Bu itibarla, mahkemece yapılan keşif sonucu alınan bilirkişi heyet raporu denetime elverişli olup, hüküm kurmaya yeterli görüldüğünden davacı alt yüklenicinin 17.04.2017 tarihli götürü bedelli sözleşme dışında toplam 7.811,60 TL fazla imalat gerçekleştirdiği, ayrıca 27.04.2017 tarihli götürü bedelli sözleşme kapsamında yaptığı imalatın %100 oranında olduğu ve sözleşme kapsamında belirlenen 140.000,00 TL bedelin tamamını hakettiği, davalı asıl yüklenici tarafından sözleşme kapsamında 138.000,00 TL’nin ödendiği, bakiye 2.000,00 TL iş bedelinin ödenmediği anlaşılmakla, toplam 9.811,68 TL’nin davalıdan tahsili yönünde hüküm kurulması gerekirken yerel mahkemece davanın reddi yönünde kurulan hüküm yerinde olmamıştır.

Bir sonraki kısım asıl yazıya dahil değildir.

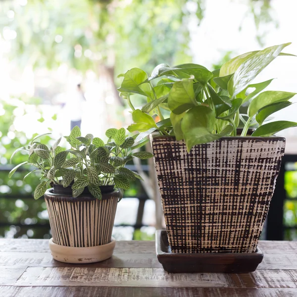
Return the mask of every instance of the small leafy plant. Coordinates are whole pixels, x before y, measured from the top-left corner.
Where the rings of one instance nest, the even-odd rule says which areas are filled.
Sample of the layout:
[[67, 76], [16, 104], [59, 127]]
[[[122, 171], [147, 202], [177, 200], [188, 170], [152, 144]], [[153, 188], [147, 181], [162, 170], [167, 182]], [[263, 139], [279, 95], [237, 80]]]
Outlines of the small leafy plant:
[[[132, 110], [134, 123], [128, 130], [175, 136], [185, 140], [190, 151], [196, 145], [237, 136], [240, 124], [243, 137], [250, 127], [255, 129], [252, 136], [270, 136], [297, 126], [288, 121], [266, 122], [270, 115], [292, 104], [289, 100], [296, 93], [262, 92], [272, 79], [252, 83], [278, 55], [294, 55], [281, 52], [290, 44], [246, 53], [212, 72], [197, 64], [173, 67], [161, 64], [149, 76], [139, 68], [128, 71], [118, 89]], [[146, 97], [141, 110], [133, 106], [133, 94]]]
[[123, 128], [109, 129], [105, 134], [108, 138], [106, 144], [92, 134], [82, 137], [79, 128], [76, 126], [66, 138], [71, 146], [69, 149], [59, 146], [61, 138], [49, 148], [37, 141], [46, 134], [38, 135], [27, 148], [23, 147], [14, 151], [10, 160], [20, 150], [28, 152], [28, 160], [16, 166], [8, 176], [11, 177], [22, 165], [34, 166], [36, 169], [30, 171], [24, 179], [33, 172], [41, 174], [42, 182], [34, 192], [35, 199], [43, 196], [52, 184], [62, 185], [64, 187], [71, 186], [73, 197], [80, 195], [88, 187], [91, 194], [98, 199], [102, 198], [101, 186], [114, 185], [127, 190], [130, 181], [142, 178], [137, 172], [125, 168], [125, 165], [134, 157], [144, 159], [152, 156], [146, 151], [135, 151], [148, 140], [137, 135], [133, 137], [126, 136]]

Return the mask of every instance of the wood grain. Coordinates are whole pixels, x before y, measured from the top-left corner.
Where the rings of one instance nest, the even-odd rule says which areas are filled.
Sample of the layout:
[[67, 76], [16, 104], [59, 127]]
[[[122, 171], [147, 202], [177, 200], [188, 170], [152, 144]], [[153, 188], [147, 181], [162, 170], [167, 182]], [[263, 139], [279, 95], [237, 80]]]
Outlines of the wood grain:
[[0, 266], [0, 285], [13, 285], [25, 269], [25, 267]]
[[161, 268], [29, 267], [17, 286], [297, 288], [295, 270], [243, 274], [169, 274]]
[[296, 297], [292, 289], [0, 286], [1, 297]]
[[252, 273], [169, 274], [154, 242], [118, 242], [112, 258], [77, 265], [53, 260], [47, 240], [0, 239], [0, 297], [297, 296], [297, 242], [259, 246], [264, 259]]

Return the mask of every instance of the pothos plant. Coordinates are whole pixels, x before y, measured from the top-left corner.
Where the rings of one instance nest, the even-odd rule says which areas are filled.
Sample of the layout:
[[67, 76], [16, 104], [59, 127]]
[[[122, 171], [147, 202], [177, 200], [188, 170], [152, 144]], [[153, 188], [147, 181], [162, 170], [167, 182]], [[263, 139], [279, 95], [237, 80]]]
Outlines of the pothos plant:
[[[145, 135], [156, 131], [174, 136], [185, 140], [190, 151], [195, 145], [237, 136], [240, 123], [243, 137], [250, 127], [255, 128], [252, 136], [270, 136], [297, 126], [288, 121], [266, 122], [270, 115], [292, 104], [289, 100], [296, 93], [262, 92], [273, 79], [252, 83], [278, 56], [294, 55], [281, 52], [290, 44], [247, 52], [212, 72], [197, 64], [173, 67], [161, 64], [149, 76], [139, 68], [128, 71], [118, 89], [132, 110], [134, 123], [128, 130]], [[131, 100], [135, 94], [147, 98], [141, 110]], [[242, 111], [243, 107], [248, 107], [247, 112]]]
[[38, 135], [27, 148], [20, 148], [12, 155], [11, 159], [16, 152], [24, 150], [28, 153], [28, 160], [12, 169], [9, 177], [22, 165], [34, 166], [24, 179], [33, 172], [41, 175], [42, 181], [34, 192], [35, 199], [43, 196], [52, 184], [71, 186], [73, 197], [80, 195], [88, 187], [91, 194], [98, 199], [102, 198], [100, 188], [102, 186], [114, 185], [120, 189], [128, 189], [130, 181], [141, 179], [141, 177], [125, 168], [125, 165], [134, 157], [148, 159], [152, 156], [150, 152], [135, 151], [148, 140], [137, 135], [126, 136], [123, 128], [109, 129], [105, 134], [108, 139], [106, 144], [92, 134], [81, 136], [79, 128], [76, 126], [66, 137], [71, 146], [69, 149], [59, 146], [61, 138], [49, 148], [37, 140], [46, 134]]

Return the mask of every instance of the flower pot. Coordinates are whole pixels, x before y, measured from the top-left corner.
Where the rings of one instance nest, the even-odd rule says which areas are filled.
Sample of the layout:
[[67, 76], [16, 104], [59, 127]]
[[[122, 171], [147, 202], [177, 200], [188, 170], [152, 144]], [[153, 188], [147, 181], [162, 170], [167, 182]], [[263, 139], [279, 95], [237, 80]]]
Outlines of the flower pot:
[[121, 194], [113, 187], [106, 187], [109, 188], [101, 188], [102, 200], [94, 198], [87, 189], [76, 198], [72, 197], [71, 187], [54, 185], [47, 191], [45, 199], [52, 234], [50, 247], [54, 258], [91, 263], [111, 256], [115, 245], [111, 233]]
[[174, 137], [151, 139], [172, 251], [255, 252], [285, 139], [225, 137], [189, 153]]

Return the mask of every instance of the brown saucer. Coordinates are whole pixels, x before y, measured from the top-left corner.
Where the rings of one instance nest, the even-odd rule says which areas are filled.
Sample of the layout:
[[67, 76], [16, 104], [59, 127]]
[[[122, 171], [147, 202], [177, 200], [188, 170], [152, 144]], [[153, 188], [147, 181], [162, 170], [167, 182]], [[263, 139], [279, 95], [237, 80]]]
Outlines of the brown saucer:
[[165, 271], [172, 273], [238, 273], [254, 271], [263, 259], [259, 248], [253, 253], [171, 252], [166, 230], [156, 231], [158, 261]]

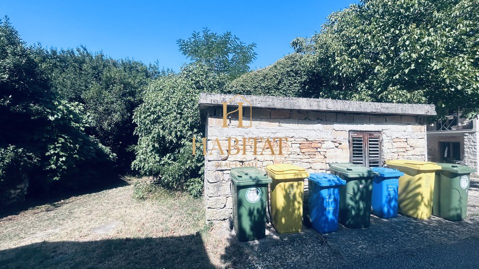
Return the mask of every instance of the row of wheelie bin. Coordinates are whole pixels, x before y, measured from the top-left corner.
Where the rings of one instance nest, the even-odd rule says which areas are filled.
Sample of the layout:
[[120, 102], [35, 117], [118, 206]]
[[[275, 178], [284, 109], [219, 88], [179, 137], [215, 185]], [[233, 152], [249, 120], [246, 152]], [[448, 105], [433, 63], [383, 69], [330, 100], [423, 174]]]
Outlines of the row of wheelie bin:
[[304, 218], [320, 233], [337, 231], [338, 223], [367, 227], [371, 213], [383, 218], [398, 212], [418, 219], [432, 214], [451, 220], [466, 218], [469, 174], [474, 169], [410, 160], [388, 160], [386, 164], [369, 168], [331, 163], [330, 174], [309, 174], [289, 164], [268, 165], [266, 172], [254, 167], [232, 169], [230, 226], [240, 241], [264, 237], [268, 221], [280, 234], [300, 232], [305, 178], [309, 210]]

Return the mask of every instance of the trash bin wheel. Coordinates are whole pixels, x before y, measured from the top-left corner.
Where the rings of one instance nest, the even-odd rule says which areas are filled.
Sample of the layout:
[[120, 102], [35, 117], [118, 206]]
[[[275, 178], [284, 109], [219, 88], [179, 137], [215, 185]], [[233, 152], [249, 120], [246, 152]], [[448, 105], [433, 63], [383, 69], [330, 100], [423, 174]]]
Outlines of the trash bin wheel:
[[233, 216], [230, 215], [230, 217], [228, 218], [228, 224], [230, 225], [230, 230], [233, 229]]
[[304, 223], [304, 226], [308, 228], [312, 227], [312, 225], [311, 224], [311, 218], [309, 217], [309, 215], [305, 214], [303, 216], [303, 222]]

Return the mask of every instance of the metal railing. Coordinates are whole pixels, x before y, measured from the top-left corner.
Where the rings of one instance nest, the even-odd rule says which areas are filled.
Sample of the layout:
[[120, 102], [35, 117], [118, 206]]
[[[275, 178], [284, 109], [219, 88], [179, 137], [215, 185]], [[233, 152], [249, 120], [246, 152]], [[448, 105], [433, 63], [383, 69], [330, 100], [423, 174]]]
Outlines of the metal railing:
[[449, 114], [444, 120], [440, 120], [430, 127], [429, 131], [448, 131], [456, 130], [467, 130], [473, 129], [473, 122], [470, 120], [460, 117], [460, 112]]

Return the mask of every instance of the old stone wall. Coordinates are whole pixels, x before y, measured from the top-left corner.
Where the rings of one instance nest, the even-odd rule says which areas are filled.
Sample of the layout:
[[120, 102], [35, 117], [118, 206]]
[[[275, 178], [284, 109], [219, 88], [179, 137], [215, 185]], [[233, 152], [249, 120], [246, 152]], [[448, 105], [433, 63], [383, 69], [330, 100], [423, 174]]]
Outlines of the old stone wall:
[[[428, 160], [441, 161], [441, 154], [440, 142], [459, 142], [460, 148], [464, 147], [464, 136], [461, 135], [428, 135]], [[464, 151], [461, 149], [461, 159], [464, 159]]]
[[18, 182], [19, 183], [13, 186], [0, 185], [0, 206], [3, 206], [25, 200], [28, 187], [28, 180], [24, 176]]
[[479, 173], [479, 132], [464, 134], [464, 164], [476, 168]]
[[[418, 117], [253, 108], [251, 128], [237, 128], [238, 118], [234, 117], [229, 120], [228, 128], [223, 128], [221, 108], [207, 109], [209, 153], [205, 157], [204, 180], [208, 221], [226, 219], [231, 213], [232, 167], [252, 166], [264, 170], [268, 164], [288, 163], [310, 173], [325, 172], [330, 163], [349, 161], [350, 131], [380, 132], [383, 162], [390, 159], [426, 159], [426, 126], [418, 123], [422, 122]], [[243, 121], [247, 118], [249, 124], [249, 115], [244, 116]], [[229, 137], [239, 138], [240, 154], [226, 155]], [[246, 139], [243, 144], [241, 139], [254, 137], [263, 138], [257, 143], [255, 155], [253, 141]], [[276, 155], [271, 155], [268, 148], [260, 154], [266, 138], [272, 137], [287, 137], [282, 141], [282, 155], [277, 154], [277, 139], [271, 143]], [[219, 153], [217, 139], [225, 154]], [[231, 148], [232, 153], [236, 152], [236, 147]]]

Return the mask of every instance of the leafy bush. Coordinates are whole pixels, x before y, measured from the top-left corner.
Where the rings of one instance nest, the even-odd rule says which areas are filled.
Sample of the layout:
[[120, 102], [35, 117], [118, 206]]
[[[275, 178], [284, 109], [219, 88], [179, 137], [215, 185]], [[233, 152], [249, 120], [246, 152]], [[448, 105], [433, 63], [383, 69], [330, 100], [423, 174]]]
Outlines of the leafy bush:
[[129, 169], [134, 154], [128, 148], [138, 139], [133, 134], [133, 111], [141, 102], [143, 88], [162, 75], [158, 65], [114, 60], [83, 46], [59, 50], [35, 48], [35, 55], [51, 80], [52, 91], [68, 102], [84, 105], [90, 120], [85, 133], [117, 155], [118, 166]]
[[202, 136], [199, 94], [221, 90], [227, 81], [227, 76], [196, 63], [150, 83], [133, 116], [139, 139], [132, 168], [156, 177], [162, 186], [200, 195], [204, 160], [200, 145], [192, 155], [193, 137]]
[[41, 193], [52, 181], [80, 178], [82, 168], [105, 167], [114, 156], [85, 134], [83, 106], [51, 90], [34, 55], [7, 19], [1, 21], [0, 180], [24, 173], [30, 190]]
[[479, 114], [478, 28], [476, 0], [370, 0], [292, 44], [311, 59], [318, 97], [433, 104], [471, 118]]
[[303, 58], [299, 53], [287, 55], [264, 68], [241, 75], [228, 86], [227, 91], [236, 94], [309, 97], [311, 94], [305, 83], [308, 77]]

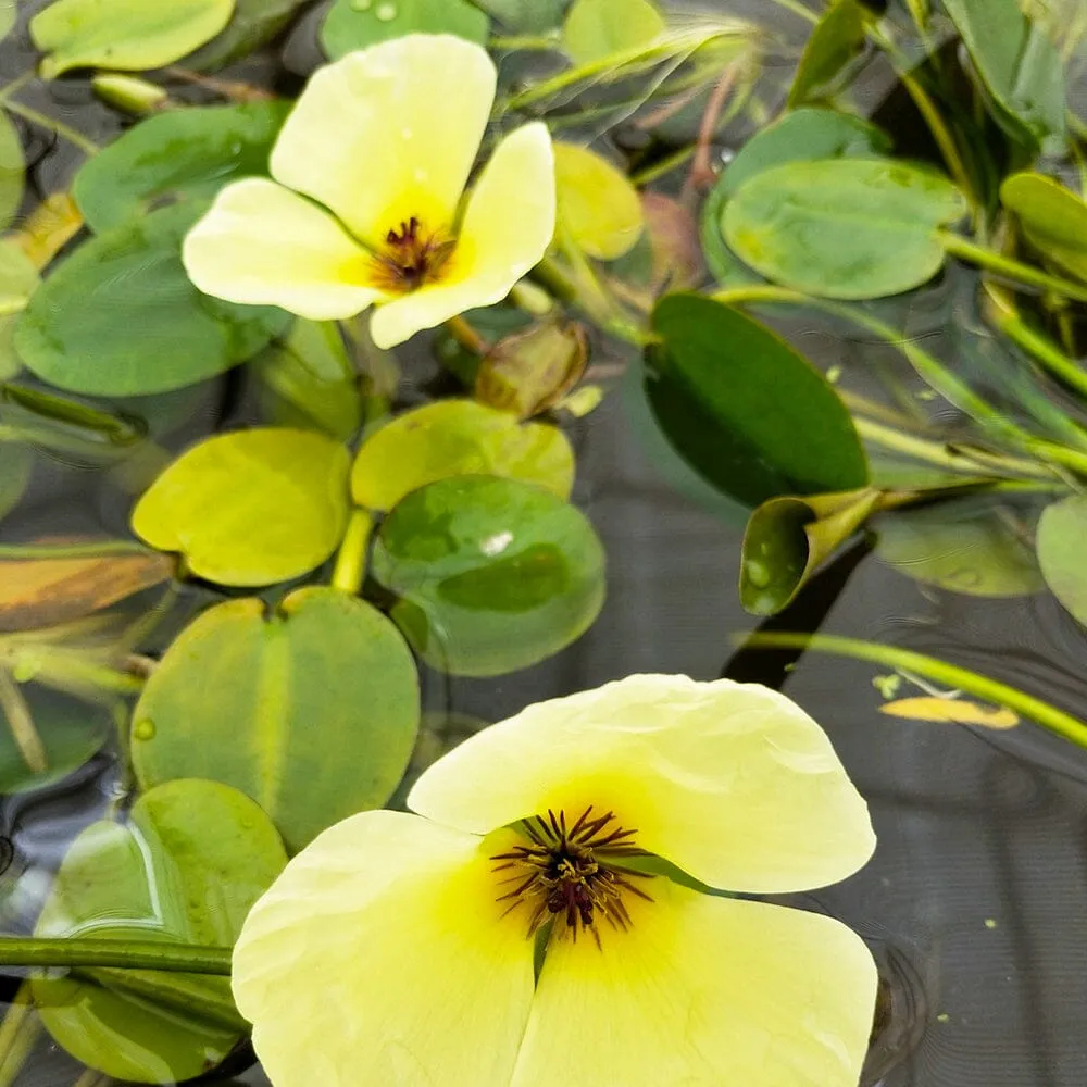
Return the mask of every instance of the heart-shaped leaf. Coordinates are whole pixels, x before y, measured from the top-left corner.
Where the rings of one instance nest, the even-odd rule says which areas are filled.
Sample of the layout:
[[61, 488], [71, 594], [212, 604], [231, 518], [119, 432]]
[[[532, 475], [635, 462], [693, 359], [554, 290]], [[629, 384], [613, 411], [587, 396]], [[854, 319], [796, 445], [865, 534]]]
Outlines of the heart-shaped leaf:
[[15, 349], [46, 382], [133, 397], [195, 385], [255, 354], [289, 315], [202, 295], [180, 245], [195, 201], [89, 238], [32, 296]]
[[373, 574], [392, 619], [432, 667], [492, 676], [580, 637], [604, 597], [592, 526], [551, 491], [460, 476], [412, 491], [383, 523]]
[[133, 512], [133, 532], [220, 585], [309, 573], [347, 521], [348, 452], [312, 430], [221, 434], [183, 453]]
[[939, 271], [940, 227], [965, 210], [946, 177], [890, 159], [790, 162], [740, 187], [724, 233], [776, 283], [824, 298], [883, 298]]
[[388, 800], [418, 716], [411, 652], [364, 600], [314, 586], [271, 615], [232, 600], [190, 624], [148, 679], [133, 766], [145, 788], [205, 777], [241, 789], [295, 852]]
[[[92, 823], [76, 838], [35, 935], [229, 947], [286, 859], [248, 797], [171, 782], [141, 796], [126, 825]], [[93, 970], [36, 977], [32, 988], [53, 1039], [116, 1079], [189, 1079], [246, 1033], [225, 977]]]

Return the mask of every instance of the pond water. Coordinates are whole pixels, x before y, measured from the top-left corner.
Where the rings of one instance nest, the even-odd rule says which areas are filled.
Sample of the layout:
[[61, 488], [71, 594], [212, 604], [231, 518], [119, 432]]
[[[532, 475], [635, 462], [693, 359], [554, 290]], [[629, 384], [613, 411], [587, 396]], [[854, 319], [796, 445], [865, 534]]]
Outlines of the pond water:
[[[20, 5], [18, 25], [0, 45], [4, 83], [34, 64], [38, 54], [26, 21], [45, 7]], [[327, 7], [302, 10], [297, 24], [271, 48], [222, 77], [297, 93], [321, 62], [314, 35]], [[689, 13], [690, 5], [676, 10]], [[703, 0], [699, 10], [757, 18], [782, 42], [779, 54], [766, 60], [758, 100], [719, 136], [714, 150], [720, 165], [783, 104], [808, 30], [803, 20], [770, 0]], [[171, 88], [187, 93], [176, 80]], [[188, 93], [196, 101], [214, 100], [205, 88]], [[887, 125], [896, 110], [904, 109], [896, 95], [894, 70], [875, 63], [859, 72], [850, 100]], [[95, 100], [78, 72], [33, 85], [22, 101], [101, 145], [122, 126], [118, 114]], [[704, 96], [696, 104], [704, 104]], [[662, 137], [665, 150], [689, 145], [700, 112], [677, 113]], [[614, 121], [608, 118], [609, 124]], [[30, 164], [28, 210], [42, 196], [65, 189], [83, 157], [40, 126], [20, 121], [17, 128]], [[567, 138], [580, 138], [591, 128], [574, 128], [577, 135]], [[624, 122], [612, 135], [617, 147], [635, 157], [645, 137]], [[900, 135], [908, 146], [915, 137], [907, 125]], [[1067, 162], [1054, 168], [1067, 172]], [[682, 171], [665, 174], [655, 187], [675, 196], [683, 178]], [[961, 350], [963, 338], [976, 330], [977, 312], [970, 301], [976, 289], [974, 272], [953, 268], [907, 302], [873, 303], [871, 312], [908, 323], [912, 336], [951, 360], [962, 376], [976, 379], [994, 398], [1009, 398], [1001, 410], [1017, 417], [1022, 405], [1011, 399], [1015, 384], [1007, 371], [986, 368]], [[962, 414], [926, 399], [923, 383], [901, 353], [879, 337], [792, 308], [753, 312], [821, 370], [840, 375], [842, 387], [891, 403], [896, 397], [899, 403], [912, 398], [947, 435], [966, 433]], [[455, 392], [428, 343], [413, 342], [398, 354], [402, 380], [397, 409]], [[907, 533], [904, 542], [901, 528], [888, 520], [875, 522], [871, 530], [853, 536], [784, 612], [762, 620], [744, 610], [737, 594], [748, 510], [715, 495], [666, 448], [647, 408], [640, 365], [635, 350], [594, 334], [589, 378], [599, 375], [607, 395], [589, 414], [566, 415], [563, 422], [577, 465], [572, 501], [590, 520], [607, 555], [607, 596], [599, 616], [572, 645], [509, 674], [472, 678], [423, 666], [426, 735], [414, 770], [482, 723], [635, 672], [728, 677], [780, 689], [829, 734], [869, 800], [879, 839], [874, 859], [857, 875], [790, 899], [852, 926], [880, 964], [885, 991], [864, 1083], [1080, 1087], [1087, 1082], [1087, 1034], [1082, 1028], [1087, 935], [1078, 921], [1087, 898], [1084, 751], [1029, 721], [996, 729], [889, 716], [879, 712], [886, 699], [878, 680], [892, 674], [892, 667], [742, 645], [744, 636], [762, 623], [764, 630], [820, 632], [901, 647], [998, 678], [1087, 719], [1087, 632], [1045, 589], [1029, 547], [1017, 542], [1016, 533], [1033, 532], [1046, 496], [982, 492], [957, 499], [944, 512], [907, 513], [904, 518], [927, 515], [930, 521], [914, 520], [916, 535]], [[24, 377], [20, 382], [35, 385]], [[1044, 396], [1087, 421], [1084, 409], [1060, 389], [1047, 386]], [[270, 399], [253, 367], [153, 397], [80, 399], [122, 411], [171, 455], [208, 435], [267, 423], [270, 416], [273, 422], [289, 417]], [[161, 466], [161, 461], [118, 465], [85, 450], [39, 448], [29, 488], [4, 517], [0, 541], [130, 538], [135, 497]], [[897, 565], [886, 561], [896, 540], [901, 548]], [[945, 559], [945, 587], [915, 576], [915, 569], [914, 576], [901, 569], [930, 566], [934, 555]], [[327, 580], [327, 574], [326, 564], [309, 579]], [[0, 573], [0, 578], [8, 576]], [[1032, 591], [984, 591], [1000, 578], [1026, 584]], [[300, 584], [304, 578], [288, 580]], [[952, 591], [948, 584], [974, 591]], [[155, 585], [111, 614], [120, 616], [115, 629], [157, 616], [135, 647], [140, 657], [154, 660], [201, 611], [249, 591], [217, 588], [197, 577], [168, 590]], [[929, 692], [909, 674], [899, 679], [895, 697]], [[48, 697], [67, 698], [42, 696]], [[45, 702], [34, 709], [50, 721], [54, 713], [61, 720], [74, 712], [70, 705], [49, 708]], [[110, 711], [97, 707], [92, 712], [102, 714], [101, 735], [110, 733]], [[0, 905], [11, 934], [34, 929], [51, 876], [75, 836], [124, 795], [114, 742], [77, 761], [83, 764], [60, 779], [0, 801], [0, 834], [10, 842]], [[398, 796], [402, 799], [402, 789]], [[0, 996], [14, 1001], [22, 976], [21, 970], [5, 970]], [[0, 1084], [91, 1087], [111, 1082], [85, 1071], [40, 1026], [18, 1020], [18, 1010], [17, 1003], [10, 1004], [11, 1026], [0, 1026]], [[207, 1082], [266, 1083], [246, 1047], [209, 1073]]]

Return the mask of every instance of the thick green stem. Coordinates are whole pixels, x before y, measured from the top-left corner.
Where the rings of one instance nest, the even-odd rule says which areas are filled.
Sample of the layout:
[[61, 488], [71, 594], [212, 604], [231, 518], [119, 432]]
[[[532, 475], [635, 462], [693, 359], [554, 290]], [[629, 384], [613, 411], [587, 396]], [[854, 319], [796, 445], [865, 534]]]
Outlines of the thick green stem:
[[0, 969], [116, 966], [185, 974], [230, 974], [230, 948], [155, 940], [42, 939], [0, 937]]
[[851, 657], [859, 661], [872, 661], [889, 669], [903, 669], [932, 679], [935, 683], [957, 687], [997, 705], [1007, 705], [1024, 717], [1030, 717], [1045, 728], [1077, 747], [1087, 748], [1087, 723], [1059, 710], [1040, 698], [1027, 695], [1017, 687], [1010, 687], [999, 679], [978, 675], [958, 664], [949, 664], [936, 657], [916, 653], [897, 646], [882, 646], [875, 641], [859, 638], [840, 638], [830, 634], [794, 634], [786, 632], [737, 635], [734, 639], [752, 649], [804, 649], [820, 653]]

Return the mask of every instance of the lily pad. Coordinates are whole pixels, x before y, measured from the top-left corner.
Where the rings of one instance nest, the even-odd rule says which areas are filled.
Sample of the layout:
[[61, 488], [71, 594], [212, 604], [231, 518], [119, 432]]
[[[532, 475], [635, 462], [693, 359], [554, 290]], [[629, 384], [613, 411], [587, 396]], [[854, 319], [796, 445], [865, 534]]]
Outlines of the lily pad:
[[57, 0], [30, 20], [47, 79], [76, 67], [143, 72], [215, 37], [234, 0]]
[[227, 182], [266, 174], [287, 102], [171, 110], [129, 128], [80, 167], [73, 195], [96, 233], [177, 200], [210, 200]]
[[162, 208], [89, 238], [30, 298], [15, 349], [51, 385], [135, 397], [195, 385], [255, 354], [290, 317], [202, 295], [180, 245], [201, 208]]
[[454, 34], [485, 45], [490, 20], [468, 0], [336, 0], [321, 26], [332, 60], [405, 34]]
[[473, 400], [440, 400], [405, 412], [367, 438], [351, 470], [351, 496], [370, 510], [391, 510], [405, 495], [459, 475], [500, 475], [567, 498], [574, 451], [547, 423]]
[[1087, 282], [1087, 203], [1044, 174], [1013, 174], [1000, 200], [1026, 239], [1054, 264]]
[[183, 453], [133, 512], [133, 532], [220, 585], [309, 573], [347, 521], [347, 450], [312, 430], [221, 434]]
[[946, 177], [890, 159], [790, 162], [740, 187], [724, 234], [776, 283], [824, 298], [884, 298], [939, 271], [940, 228], [965, 211]]
[[562, 42], [575, 64], [649, 45], [665, 28], [650, 0], [574, 0]]
[[1038, 521], [1038, 564], [1050, 591], [1087, 626], [1087, 498], [1074, 495], [1046, 507]]
[[662, 299], [652, 324], [662, 338], [647, 383], [653, 414], [708, 482], [749, 505], [865, 486], [846, 407], [769, 328], [699, 295]]
[[564, 649], [597, 617], [604, 553], [549, 490], [461, 476], [412, 491], [386, 517], [372, 571], [392, 619], [432, 667], [493, 676]]
[[418, 719], [411, 652], [364, 600], [315, 586], [271, 615], [232, 600], [190, 624], [148, 679], [133, 767], [143, 788], [203, 777], [241, 789], [295, 852], [388, 800]]
[[[286, 860], [248, 797], [171, 782], [141, 796], [126, 825], [92, 823], [76, 838], [35, 935], [229, 947]], [[225, 977], [93, 970], [30, 984], [58, 1045], [116, 1079], [189, 1079], [246, 1033]]]

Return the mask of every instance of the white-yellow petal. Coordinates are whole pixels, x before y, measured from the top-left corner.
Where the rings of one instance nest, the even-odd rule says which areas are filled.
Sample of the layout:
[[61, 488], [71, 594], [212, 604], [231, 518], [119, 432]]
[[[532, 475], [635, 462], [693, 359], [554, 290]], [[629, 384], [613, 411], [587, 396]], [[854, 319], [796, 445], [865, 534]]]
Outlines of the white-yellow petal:
[[510, 133], [473, 188], [442, 278], [375, 311], [370, 330], [393, 347], [465, 310], [500, 302], [535, 267], [554, 234], [554, 160], [547, 127]]
[[401, 812], [329, 828], [246, 921], [234, 996], [276, 1087], [509, 1087], [533, 945], [480, 839]]
[[312, 321], [353, 316], [383, 297], [367, 280], [370, 255], [336, 220], [266, 178], [222, 189], [186, 235], [182, 261], [205, 295]]
[[409, 34], [318, 68], [272, 176], [376, 247], [401, 221], [452, 226], [495, 100], [495, 64], [448, 34]]
[[828, 917], [663, 879], [548, 948], [511, 1087], [857, 1087], [877, 974]]
[[636, 675], [529, 705], [430, 766], [408, 803], [480, 834], [592, 804], [642, 849], [735, 891], [825, 886], [875, 847], [823, 729], [784, 695], [727, 679]]

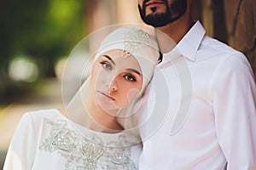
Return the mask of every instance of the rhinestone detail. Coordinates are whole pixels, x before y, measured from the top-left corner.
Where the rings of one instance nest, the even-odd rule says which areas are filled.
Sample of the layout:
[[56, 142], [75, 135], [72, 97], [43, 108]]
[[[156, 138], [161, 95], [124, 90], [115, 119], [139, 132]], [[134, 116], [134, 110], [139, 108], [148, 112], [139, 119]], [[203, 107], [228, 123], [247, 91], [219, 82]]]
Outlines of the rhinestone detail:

Yukarıda açıklanan gerekçelerle, talebin ve istinaf sebeplerinin niteliğine göre duruşma açılmasına gerek görülmeyerek, dosya üzerinde yapılan inceleme sonucunda, davacının istinaf başvurusunun Hukuk Muhakemeleri Kanunun 353/1-b-2 maddesi uyarınca kabulü ile ilk derece mahkemesi kararının kaldırılarak, dairemizce hüküm kurulması gerekmiştir.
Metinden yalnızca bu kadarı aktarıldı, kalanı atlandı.